Astorian Ed Johnson met Hungarian artist Peter Wolf Toth when he was teaching summer classes in Reno, Nevada, in the 1980s, and Toth was carving statues in the city park.

That was when Toth told Ed about his Trail of the Whispering Giants project, which entailed putting a statue honoring Native Americans in every state. Oregon didn’t have one — yet.

When Ed got back home from Reno, he started a letter writing campaign to invite Toth to Astoria to carve a Whispering Giant here, beginning with then-mayor Edith Henningsgaard Miller.
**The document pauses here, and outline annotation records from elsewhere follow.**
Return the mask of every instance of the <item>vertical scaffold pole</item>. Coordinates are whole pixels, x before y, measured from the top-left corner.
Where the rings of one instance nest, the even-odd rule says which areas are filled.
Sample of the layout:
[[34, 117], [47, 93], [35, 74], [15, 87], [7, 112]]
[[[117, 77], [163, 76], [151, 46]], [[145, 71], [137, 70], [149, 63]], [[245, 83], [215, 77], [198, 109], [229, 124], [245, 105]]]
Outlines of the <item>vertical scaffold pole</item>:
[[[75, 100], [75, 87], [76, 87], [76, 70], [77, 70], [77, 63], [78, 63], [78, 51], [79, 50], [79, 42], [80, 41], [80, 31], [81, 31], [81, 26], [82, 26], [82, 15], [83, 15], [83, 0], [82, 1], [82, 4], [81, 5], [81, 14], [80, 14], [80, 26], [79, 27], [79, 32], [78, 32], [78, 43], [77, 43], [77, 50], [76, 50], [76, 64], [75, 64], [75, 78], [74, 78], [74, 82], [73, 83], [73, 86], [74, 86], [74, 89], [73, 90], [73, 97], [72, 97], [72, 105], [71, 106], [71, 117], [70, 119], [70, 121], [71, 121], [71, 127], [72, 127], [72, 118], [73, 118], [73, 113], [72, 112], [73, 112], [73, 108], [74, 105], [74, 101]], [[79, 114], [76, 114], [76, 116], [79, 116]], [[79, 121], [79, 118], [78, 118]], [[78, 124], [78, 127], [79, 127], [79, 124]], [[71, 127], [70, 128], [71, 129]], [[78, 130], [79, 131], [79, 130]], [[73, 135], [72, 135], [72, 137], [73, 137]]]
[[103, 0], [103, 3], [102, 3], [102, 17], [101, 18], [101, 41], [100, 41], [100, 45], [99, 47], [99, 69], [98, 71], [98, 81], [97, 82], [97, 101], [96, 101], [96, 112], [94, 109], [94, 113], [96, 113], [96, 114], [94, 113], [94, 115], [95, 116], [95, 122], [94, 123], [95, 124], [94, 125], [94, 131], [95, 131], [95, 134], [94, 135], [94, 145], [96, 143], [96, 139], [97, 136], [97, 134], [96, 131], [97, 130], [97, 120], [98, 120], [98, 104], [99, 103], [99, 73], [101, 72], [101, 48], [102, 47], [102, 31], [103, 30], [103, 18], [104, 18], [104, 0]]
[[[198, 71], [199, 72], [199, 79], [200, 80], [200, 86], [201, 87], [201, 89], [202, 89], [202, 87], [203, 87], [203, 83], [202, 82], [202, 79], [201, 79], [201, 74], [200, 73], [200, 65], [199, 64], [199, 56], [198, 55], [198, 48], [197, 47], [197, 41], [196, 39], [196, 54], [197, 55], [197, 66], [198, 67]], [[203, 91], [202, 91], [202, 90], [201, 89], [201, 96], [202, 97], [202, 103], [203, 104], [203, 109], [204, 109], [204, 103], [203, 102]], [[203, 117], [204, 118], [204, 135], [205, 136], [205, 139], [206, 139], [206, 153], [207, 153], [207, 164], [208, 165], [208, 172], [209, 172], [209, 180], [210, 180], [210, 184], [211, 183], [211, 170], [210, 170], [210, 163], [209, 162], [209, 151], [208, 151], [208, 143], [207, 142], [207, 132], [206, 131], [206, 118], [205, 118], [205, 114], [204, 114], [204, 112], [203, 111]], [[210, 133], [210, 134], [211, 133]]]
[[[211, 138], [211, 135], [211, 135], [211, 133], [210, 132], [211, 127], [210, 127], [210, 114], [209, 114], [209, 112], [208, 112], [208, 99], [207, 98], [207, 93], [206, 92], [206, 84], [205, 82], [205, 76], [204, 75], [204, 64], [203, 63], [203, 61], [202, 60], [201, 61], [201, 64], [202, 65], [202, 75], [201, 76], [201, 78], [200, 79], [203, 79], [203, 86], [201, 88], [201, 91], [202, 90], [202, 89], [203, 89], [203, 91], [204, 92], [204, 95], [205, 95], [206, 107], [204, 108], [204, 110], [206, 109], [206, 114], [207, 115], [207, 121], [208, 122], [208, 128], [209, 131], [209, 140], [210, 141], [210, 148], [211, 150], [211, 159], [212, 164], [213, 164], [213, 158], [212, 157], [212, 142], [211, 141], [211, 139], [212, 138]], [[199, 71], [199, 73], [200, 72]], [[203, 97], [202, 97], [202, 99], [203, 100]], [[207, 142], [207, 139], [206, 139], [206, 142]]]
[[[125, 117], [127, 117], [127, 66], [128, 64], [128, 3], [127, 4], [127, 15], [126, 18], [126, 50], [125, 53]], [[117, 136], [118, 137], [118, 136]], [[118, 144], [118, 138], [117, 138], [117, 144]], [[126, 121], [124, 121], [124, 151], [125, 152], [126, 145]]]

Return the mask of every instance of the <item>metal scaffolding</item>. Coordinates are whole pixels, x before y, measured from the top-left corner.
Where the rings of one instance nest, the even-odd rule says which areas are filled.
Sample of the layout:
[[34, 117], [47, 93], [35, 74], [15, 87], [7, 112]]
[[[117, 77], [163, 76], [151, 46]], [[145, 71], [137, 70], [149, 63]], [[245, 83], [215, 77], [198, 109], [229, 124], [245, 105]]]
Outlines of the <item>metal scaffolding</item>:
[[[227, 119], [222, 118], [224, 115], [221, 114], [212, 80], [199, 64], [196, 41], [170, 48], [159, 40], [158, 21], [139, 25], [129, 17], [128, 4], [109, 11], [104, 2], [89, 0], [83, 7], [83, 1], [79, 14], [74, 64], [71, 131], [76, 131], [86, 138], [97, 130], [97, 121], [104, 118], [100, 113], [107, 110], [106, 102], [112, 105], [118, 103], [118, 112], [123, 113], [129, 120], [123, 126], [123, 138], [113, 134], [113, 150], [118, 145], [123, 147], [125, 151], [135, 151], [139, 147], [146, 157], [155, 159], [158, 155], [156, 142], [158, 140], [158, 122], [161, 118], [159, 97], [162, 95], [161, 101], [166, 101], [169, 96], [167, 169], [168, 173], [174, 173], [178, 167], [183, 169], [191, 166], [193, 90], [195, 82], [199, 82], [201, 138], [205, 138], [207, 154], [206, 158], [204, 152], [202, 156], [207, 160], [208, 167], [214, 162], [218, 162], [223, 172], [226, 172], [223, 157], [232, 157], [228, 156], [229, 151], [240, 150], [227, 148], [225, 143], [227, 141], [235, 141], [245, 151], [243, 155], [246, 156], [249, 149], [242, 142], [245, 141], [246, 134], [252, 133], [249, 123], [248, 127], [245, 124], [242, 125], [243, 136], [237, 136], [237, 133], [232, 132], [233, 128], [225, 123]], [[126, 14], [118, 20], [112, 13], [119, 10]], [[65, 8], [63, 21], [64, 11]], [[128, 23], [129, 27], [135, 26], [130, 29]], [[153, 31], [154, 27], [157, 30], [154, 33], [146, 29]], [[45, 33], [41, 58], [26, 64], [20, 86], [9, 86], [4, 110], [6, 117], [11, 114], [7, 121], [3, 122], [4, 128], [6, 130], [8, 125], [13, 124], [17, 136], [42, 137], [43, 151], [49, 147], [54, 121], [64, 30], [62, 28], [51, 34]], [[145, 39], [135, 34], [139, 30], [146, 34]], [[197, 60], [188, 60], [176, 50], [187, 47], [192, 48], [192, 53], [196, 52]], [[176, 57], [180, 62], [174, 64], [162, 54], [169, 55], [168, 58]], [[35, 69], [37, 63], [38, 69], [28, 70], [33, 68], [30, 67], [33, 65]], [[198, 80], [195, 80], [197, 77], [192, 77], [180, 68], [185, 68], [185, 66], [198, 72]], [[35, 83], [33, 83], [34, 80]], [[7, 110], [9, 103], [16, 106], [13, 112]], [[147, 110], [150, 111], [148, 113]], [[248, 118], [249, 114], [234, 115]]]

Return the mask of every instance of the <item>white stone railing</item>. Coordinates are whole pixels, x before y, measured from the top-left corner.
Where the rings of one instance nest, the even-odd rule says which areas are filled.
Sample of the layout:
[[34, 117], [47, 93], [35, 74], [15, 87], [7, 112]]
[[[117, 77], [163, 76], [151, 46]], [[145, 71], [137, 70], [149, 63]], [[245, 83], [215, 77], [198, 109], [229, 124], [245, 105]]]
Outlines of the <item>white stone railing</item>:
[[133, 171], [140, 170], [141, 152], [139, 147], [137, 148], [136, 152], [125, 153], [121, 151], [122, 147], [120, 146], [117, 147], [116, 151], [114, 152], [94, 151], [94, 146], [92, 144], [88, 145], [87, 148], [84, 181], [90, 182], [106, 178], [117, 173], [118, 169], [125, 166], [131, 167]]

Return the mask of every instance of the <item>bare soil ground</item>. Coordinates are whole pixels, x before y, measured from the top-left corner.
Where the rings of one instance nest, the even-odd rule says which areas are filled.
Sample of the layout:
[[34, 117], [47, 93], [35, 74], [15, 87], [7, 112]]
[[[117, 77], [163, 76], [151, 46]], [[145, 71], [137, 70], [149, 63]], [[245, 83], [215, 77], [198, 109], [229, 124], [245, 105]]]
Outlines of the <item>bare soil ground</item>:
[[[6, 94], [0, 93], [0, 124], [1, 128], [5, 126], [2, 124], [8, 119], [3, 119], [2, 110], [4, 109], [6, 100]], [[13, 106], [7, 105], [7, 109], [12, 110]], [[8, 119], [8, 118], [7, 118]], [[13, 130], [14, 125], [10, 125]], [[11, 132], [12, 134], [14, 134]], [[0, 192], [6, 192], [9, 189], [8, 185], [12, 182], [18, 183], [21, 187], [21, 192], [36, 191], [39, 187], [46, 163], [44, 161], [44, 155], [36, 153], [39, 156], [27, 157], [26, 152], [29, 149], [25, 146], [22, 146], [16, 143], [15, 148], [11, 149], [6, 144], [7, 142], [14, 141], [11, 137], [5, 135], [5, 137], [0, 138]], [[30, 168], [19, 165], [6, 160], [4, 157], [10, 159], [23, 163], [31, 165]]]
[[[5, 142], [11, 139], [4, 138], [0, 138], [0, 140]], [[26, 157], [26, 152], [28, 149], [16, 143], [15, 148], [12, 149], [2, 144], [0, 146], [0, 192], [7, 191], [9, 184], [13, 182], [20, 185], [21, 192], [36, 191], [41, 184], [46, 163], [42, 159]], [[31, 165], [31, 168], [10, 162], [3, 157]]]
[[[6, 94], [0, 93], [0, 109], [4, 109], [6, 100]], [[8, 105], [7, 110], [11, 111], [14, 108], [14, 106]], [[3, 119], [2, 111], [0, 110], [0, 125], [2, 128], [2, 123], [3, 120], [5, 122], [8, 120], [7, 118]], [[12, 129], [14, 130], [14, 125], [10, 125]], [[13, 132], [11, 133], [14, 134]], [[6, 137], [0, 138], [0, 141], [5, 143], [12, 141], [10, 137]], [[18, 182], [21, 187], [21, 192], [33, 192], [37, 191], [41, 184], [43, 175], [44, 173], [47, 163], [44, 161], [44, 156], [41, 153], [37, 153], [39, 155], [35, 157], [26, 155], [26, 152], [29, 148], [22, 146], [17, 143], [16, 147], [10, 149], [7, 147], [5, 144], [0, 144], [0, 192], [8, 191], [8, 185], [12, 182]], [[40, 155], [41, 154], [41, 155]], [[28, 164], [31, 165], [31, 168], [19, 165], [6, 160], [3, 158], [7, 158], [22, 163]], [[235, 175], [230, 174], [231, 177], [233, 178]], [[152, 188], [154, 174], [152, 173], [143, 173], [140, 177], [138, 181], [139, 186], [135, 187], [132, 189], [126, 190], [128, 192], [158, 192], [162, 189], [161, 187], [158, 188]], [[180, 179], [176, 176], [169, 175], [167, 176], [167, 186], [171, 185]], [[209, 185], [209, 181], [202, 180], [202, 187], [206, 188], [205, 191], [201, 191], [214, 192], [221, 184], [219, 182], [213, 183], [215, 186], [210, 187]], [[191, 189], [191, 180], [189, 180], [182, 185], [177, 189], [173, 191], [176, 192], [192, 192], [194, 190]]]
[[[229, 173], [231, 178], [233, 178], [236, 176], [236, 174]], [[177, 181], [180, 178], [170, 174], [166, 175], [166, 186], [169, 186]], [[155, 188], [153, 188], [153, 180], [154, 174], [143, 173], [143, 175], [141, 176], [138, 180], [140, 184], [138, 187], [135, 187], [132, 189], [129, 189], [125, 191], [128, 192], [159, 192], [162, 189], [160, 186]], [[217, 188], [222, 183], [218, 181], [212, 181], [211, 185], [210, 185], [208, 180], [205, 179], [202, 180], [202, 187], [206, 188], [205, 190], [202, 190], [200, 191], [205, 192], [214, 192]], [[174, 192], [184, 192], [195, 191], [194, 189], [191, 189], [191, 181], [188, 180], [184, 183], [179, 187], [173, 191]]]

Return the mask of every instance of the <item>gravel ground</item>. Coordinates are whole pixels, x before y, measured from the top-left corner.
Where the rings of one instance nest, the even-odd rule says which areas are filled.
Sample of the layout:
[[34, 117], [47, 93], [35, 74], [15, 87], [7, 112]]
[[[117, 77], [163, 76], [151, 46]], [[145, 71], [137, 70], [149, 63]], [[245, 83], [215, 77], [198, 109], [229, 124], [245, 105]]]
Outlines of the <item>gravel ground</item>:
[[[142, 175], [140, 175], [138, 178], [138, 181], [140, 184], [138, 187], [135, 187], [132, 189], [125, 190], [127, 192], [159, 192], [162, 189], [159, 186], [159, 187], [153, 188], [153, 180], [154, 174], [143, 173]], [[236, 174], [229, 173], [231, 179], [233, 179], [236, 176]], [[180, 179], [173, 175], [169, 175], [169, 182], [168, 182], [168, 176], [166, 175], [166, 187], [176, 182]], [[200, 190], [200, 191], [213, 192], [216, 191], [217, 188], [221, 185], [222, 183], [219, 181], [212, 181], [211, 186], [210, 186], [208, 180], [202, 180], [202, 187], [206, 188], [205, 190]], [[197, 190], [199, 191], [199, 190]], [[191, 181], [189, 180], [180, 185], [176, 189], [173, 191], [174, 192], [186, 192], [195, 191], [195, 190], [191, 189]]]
Toth accepted, and stayed at Joe Herman‘s (who did the rock work around the base). Carved from a giant log over several months, Ikala Nawan, or Man Who Fishes, honors the tribes of the North Coast, and is No. 57 in the series. It was dedicated in 1987; Johnson family photos are shown.

Toth did not get paid for his work, since he considers the Whispering Giants a gift to his adopted country. By the way, there’s another giant in Hillsboro, Kno-Tah, No. 56, also carved in 1987, and another was in Vancouver, Washington, which has disappeared.

So what is Toth doing now? He has completed 74 statues, including in all 50 states, in several Canadian provinces and in Europe, although several are now deteriorating or missing. He has a small roadside gallery in Edgewater, Florida, which RoadsideAmerica.com says “appears to be overflowing with art.”